Ведь нормально – это не когда стук сердца пульсирует на кончиках пальцев и под кожей щеки, которую я прижала к его руке. Нормально – это не когда ты вдруг замечаешь, что запах корицы, исходящий от него, превращается из заземляющего в дурманящий, вызывая во мне такие сладостные чувства, что трудно описать словами. Нормально – это не быть безумно, абсолютно влюбленной в одного из своих лучших друзей, особенно если это вряд ли взаимно с его стороны.
И вот БНИ, пузырясь, снова всплывает на поверхность. Я страдаю от одной мысли об этом. Поэтому иногда я даже радуюсь, что родители не дают мне продыху – чем больше времени я трачу на школьные занятия, пытаясь не отставать по учебе, тем меньше у меня остается на мысли о том, как сильно я облажалась во всей этой истории с Лео и чуть не разрушила наше маленькое трио.
Я убираю голову с его плеча и поворачиваюсь к нему.
– А знаешь, там ведь постоянно обновляется база данных, – продолжаю я. – Ты мог бы проверить через несколько месяцев, вдруг кто-то из твоих родственников пройдет этот тест. Игра еще не окончена!
Лео обдумывает эту мысль.
– Не знаю, хочу ли все время ждать чего-то, понимаешь?

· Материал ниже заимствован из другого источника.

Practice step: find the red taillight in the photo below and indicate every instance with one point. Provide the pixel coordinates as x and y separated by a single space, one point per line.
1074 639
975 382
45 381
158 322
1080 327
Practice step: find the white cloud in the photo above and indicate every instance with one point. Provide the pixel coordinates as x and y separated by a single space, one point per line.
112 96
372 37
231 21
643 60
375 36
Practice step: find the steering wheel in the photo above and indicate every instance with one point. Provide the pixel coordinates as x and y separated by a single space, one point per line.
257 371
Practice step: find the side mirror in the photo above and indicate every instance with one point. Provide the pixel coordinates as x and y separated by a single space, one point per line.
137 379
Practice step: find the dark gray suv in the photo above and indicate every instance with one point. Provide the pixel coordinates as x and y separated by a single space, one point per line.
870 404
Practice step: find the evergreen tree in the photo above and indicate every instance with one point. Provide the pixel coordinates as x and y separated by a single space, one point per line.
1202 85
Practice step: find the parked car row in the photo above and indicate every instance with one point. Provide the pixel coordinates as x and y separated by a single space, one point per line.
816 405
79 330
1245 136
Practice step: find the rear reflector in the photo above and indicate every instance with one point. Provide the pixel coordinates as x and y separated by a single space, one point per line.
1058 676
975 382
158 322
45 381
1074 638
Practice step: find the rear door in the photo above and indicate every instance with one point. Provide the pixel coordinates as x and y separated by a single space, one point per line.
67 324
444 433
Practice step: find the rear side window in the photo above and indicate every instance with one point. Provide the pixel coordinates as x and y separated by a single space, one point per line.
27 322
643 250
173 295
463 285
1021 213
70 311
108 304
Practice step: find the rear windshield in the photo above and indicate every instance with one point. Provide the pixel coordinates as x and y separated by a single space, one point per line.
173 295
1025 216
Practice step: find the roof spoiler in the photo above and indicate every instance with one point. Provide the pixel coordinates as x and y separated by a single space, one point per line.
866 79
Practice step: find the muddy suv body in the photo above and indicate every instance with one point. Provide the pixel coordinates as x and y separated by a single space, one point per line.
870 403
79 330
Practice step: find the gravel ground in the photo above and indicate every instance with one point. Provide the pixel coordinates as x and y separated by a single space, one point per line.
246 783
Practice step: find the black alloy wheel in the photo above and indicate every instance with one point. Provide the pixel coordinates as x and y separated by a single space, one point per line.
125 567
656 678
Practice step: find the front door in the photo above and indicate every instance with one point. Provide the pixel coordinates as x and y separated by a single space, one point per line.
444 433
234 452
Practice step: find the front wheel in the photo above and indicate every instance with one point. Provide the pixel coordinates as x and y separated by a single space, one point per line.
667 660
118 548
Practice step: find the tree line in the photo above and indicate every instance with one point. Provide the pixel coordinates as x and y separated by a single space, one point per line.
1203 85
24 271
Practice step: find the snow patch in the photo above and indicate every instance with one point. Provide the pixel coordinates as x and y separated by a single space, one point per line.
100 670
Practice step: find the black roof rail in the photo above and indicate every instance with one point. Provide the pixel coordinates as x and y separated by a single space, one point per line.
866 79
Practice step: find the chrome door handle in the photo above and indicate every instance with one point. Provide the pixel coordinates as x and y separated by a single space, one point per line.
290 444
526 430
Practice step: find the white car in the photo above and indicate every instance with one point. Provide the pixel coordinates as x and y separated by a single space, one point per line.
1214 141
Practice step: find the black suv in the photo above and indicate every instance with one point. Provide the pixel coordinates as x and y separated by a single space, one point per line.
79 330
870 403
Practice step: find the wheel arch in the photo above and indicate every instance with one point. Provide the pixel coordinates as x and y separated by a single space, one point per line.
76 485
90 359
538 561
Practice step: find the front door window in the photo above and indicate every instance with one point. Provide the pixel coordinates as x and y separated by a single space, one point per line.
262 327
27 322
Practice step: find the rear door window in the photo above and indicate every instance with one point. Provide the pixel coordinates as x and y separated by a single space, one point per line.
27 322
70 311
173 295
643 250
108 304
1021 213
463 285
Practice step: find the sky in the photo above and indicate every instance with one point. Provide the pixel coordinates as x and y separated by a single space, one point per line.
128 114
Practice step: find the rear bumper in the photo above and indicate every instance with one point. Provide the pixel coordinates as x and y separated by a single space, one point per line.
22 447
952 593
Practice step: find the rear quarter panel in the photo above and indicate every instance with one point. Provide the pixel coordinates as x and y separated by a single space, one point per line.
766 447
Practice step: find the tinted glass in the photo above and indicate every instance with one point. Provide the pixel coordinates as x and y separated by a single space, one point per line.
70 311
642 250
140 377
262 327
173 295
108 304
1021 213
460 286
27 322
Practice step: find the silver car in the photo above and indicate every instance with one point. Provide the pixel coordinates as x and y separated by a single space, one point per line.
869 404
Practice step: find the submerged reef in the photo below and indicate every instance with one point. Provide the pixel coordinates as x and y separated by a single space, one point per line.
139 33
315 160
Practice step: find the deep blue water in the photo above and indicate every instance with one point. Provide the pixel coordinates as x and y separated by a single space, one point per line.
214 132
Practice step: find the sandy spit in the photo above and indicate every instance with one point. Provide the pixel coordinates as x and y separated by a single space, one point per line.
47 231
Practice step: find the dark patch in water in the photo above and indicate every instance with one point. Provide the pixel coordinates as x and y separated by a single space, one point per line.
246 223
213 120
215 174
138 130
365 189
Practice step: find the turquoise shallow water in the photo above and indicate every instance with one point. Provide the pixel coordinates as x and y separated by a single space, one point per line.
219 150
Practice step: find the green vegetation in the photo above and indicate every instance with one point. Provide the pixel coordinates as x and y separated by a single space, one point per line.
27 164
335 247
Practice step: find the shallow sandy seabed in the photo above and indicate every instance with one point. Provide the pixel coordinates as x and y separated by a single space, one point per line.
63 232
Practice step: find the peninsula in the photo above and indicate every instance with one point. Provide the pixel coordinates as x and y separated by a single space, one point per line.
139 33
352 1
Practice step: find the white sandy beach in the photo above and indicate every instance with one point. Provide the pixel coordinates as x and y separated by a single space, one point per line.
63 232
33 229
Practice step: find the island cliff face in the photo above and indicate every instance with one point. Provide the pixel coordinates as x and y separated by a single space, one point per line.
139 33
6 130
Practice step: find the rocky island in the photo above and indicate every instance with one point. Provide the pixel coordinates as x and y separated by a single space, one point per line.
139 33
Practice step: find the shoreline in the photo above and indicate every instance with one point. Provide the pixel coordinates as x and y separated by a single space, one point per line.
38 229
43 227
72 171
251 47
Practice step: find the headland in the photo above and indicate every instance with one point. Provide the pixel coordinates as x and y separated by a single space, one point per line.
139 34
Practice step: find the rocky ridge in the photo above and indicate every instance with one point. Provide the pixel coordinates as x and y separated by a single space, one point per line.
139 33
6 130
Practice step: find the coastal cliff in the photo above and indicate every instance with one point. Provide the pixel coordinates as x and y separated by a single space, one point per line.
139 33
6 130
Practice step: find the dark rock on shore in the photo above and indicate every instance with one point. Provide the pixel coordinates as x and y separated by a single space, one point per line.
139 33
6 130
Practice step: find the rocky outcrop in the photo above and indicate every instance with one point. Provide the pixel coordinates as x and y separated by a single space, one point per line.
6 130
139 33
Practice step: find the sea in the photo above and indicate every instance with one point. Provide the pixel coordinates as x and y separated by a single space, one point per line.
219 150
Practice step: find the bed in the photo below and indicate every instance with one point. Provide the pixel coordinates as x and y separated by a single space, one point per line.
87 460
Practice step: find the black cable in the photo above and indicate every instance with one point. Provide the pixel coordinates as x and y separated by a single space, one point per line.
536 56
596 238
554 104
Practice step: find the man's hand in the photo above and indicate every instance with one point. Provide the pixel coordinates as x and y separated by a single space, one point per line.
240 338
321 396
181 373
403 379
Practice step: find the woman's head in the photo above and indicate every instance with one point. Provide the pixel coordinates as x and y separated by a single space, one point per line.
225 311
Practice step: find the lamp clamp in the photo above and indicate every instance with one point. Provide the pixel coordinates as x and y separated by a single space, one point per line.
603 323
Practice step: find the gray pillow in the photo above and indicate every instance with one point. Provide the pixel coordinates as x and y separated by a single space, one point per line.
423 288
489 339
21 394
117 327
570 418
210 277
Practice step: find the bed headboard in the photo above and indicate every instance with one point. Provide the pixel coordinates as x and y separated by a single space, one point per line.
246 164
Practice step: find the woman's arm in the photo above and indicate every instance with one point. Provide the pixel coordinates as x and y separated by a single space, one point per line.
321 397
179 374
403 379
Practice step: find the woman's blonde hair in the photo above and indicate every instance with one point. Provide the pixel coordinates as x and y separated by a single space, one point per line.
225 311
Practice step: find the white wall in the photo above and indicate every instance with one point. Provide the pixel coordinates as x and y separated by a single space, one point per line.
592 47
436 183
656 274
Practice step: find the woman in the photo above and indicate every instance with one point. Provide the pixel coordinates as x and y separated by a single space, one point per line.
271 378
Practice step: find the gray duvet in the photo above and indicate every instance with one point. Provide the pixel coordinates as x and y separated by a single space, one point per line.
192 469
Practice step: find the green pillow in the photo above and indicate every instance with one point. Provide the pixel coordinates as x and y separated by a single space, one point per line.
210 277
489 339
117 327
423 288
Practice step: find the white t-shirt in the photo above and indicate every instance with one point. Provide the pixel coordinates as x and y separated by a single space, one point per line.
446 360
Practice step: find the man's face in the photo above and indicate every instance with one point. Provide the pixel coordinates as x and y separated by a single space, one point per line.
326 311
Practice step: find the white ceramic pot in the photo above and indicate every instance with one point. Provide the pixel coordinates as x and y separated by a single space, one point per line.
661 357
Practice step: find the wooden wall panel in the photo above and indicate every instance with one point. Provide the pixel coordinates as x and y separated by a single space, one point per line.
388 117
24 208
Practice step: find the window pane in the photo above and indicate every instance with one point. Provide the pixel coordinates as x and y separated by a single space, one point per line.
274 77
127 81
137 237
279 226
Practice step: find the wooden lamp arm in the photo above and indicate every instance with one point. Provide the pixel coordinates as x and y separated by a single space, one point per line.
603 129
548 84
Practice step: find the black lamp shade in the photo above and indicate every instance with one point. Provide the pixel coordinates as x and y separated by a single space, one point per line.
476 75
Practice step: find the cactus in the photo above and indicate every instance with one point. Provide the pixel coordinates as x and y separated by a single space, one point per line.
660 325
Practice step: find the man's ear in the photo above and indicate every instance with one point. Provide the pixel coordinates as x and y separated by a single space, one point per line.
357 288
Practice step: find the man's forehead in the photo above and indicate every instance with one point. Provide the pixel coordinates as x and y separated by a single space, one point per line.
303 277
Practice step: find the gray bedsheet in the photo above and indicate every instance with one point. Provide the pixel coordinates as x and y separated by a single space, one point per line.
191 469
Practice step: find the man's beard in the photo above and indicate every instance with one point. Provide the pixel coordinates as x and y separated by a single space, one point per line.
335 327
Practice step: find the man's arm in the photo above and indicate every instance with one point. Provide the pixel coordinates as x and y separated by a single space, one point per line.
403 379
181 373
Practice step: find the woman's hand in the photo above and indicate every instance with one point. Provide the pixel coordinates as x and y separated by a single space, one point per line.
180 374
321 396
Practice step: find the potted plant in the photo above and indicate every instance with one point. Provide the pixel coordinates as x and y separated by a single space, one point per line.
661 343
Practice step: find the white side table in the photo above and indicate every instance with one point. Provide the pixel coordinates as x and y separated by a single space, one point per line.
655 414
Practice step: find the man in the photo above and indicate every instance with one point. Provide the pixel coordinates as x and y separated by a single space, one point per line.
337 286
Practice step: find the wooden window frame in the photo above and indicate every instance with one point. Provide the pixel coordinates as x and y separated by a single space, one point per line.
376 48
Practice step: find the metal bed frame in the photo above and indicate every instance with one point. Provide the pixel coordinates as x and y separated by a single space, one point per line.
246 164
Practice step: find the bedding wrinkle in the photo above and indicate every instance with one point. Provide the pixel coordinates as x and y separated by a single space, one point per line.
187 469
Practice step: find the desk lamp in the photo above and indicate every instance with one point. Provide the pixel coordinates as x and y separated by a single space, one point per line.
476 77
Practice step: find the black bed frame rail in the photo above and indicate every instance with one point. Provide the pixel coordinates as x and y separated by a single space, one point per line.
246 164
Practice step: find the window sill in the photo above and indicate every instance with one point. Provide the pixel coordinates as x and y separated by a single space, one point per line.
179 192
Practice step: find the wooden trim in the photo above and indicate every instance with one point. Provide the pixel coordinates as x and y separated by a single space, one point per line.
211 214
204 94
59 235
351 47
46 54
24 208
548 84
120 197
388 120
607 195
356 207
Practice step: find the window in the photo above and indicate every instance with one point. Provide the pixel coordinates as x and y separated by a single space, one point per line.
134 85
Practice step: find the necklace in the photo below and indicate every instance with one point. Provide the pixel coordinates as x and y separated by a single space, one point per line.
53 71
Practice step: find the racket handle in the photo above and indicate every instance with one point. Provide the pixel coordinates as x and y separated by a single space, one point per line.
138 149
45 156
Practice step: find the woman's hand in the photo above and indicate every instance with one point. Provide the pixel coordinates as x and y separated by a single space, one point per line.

– Ну так дай мне свой пароль, и я буду проверять сайт вместо тебя.
Он издает смешок, в котором в равной степени слышатся благодарность и пренебрежение.
– Я все равно буду постоянно думать об этом.
Я спрыгиваю с дивана и тянусь за ноутбуком.
– Тогда я изменю твой пароль. Запиши его на крошечном клочке бумаги и съешь.
– А ты шутница, – говорит он.
– Я серьезно, – отвечаю я, готовясь печатать. – За исключением момента с поеданием.
– Что вообще даст то, что я его съем?
Обстановка немного меняется, но я вижу, что он еще не до конца отпустил ситуацию. И пусть сегодня ему это так и не удастся сделать, и его чувства выразятся в очередной одержимости готовкой и/или выпеканием, благодаря чему мы с Конни будем обеспечены ланчами на неделю вперед, мы с ним, по крайней мере, могли бы попытаться.
Я оглядываюсь на него в ожидании.
– Сказать по правде, я не так уж и много об этом думаю. По крайней мере, до недавнего времени. Но я всегда считал, что если бы захотел узнать, у меня бы точно получилось.
– А ты не можешь спросить у своих родителей?
Лео оглядывается на подъездную дорожку, словно один из них вот-вот выскочит по ту сторону окна.
– Ну… процедура усыновления была закрытой, так что…
– Тебе кажется, они не смогут спокойно отреагировать на твои поиски?
– Нет, нет… конечно смогут, – говорит он.
У Лео есть особенная черта: он всегда ставит чувства других людей превыше собственных, всегда пытается сохранить мир. Однажды его чуть не сбили на рынке Пайк-Плейс, и когда женщина за рулем впала из-за этого в истерику, Лео сам извинился перед ней. Он словно барометр для человеческих эмоций, и всякий раз, когда чей-то показатель начинает зашкаливать, он чувствует себя обязанным вернуть его к норме.